David Feinberg, formerly vice president of Google Health, took over as Cerner’s chief executive officer on Oct. 1, saying a major goal would be to use data as a diagnostic tool to help doctors and nurses improve patient care. Two years ago, Cerner announced a deal with Amazon’s cloud division to develop programs trying to predict medical diagnoses or recommend courses of treatment for patients.

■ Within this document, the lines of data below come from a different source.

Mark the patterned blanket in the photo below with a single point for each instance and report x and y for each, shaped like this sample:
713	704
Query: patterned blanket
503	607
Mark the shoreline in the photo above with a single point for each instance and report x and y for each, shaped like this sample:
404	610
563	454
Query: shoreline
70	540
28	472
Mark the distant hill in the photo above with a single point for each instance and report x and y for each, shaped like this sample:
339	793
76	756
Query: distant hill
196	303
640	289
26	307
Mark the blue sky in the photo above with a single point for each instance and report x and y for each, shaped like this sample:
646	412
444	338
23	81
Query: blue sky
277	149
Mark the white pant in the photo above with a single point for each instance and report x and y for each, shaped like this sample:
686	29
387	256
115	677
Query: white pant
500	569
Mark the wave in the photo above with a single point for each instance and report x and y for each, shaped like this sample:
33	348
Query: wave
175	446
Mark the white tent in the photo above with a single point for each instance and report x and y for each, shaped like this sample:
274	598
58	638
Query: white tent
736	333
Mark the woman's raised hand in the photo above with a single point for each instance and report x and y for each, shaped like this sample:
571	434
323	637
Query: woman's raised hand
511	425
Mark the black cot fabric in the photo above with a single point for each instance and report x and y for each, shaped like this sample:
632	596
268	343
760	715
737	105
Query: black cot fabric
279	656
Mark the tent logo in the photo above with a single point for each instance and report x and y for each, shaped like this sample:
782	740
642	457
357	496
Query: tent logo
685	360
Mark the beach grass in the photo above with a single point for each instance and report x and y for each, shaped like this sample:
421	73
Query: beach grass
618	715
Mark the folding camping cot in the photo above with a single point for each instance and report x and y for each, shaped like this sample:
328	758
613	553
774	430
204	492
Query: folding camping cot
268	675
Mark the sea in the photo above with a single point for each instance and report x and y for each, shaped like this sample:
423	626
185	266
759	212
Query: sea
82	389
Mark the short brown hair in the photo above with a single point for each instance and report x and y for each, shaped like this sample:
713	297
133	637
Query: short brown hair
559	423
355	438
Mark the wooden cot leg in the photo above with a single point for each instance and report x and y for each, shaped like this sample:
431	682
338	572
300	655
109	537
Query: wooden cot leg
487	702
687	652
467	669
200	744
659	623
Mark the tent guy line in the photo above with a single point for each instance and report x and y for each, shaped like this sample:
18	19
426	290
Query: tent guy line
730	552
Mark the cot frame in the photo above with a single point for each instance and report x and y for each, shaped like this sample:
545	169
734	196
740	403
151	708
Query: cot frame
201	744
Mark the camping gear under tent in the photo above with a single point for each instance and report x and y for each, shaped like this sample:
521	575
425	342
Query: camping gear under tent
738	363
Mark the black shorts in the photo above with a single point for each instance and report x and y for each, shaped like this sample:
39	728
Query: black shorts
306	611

Cerner’s choice of Feinberg as CEO highlighted the company’s move toward “a strategy based on big data, population health management and consumerism — and away from the legacy health records business,” Donald Hooker, an analyst at KeyBanc Capital Markets, said when Feinberg was named to the post in August.
Cerner, which competes with Epic Systems Corp. and Allscripts Healthcare Solutions, among others, generated $5.51 billion in revenue during 2020, and sales are projected to rise by 5% to $5.8 billion this year. The company is based in North Kansas City, Missouri, has about 23,000 employees.
The acquisition is Oracle’s biggest since its 2016 purchase of NetSuite Inc., a deal valued at $8.7 billion. That purchase has provided Oracle with a financial software targeted to small-and-mid-sized businesses, which has become among Oracle’s fastest growing products.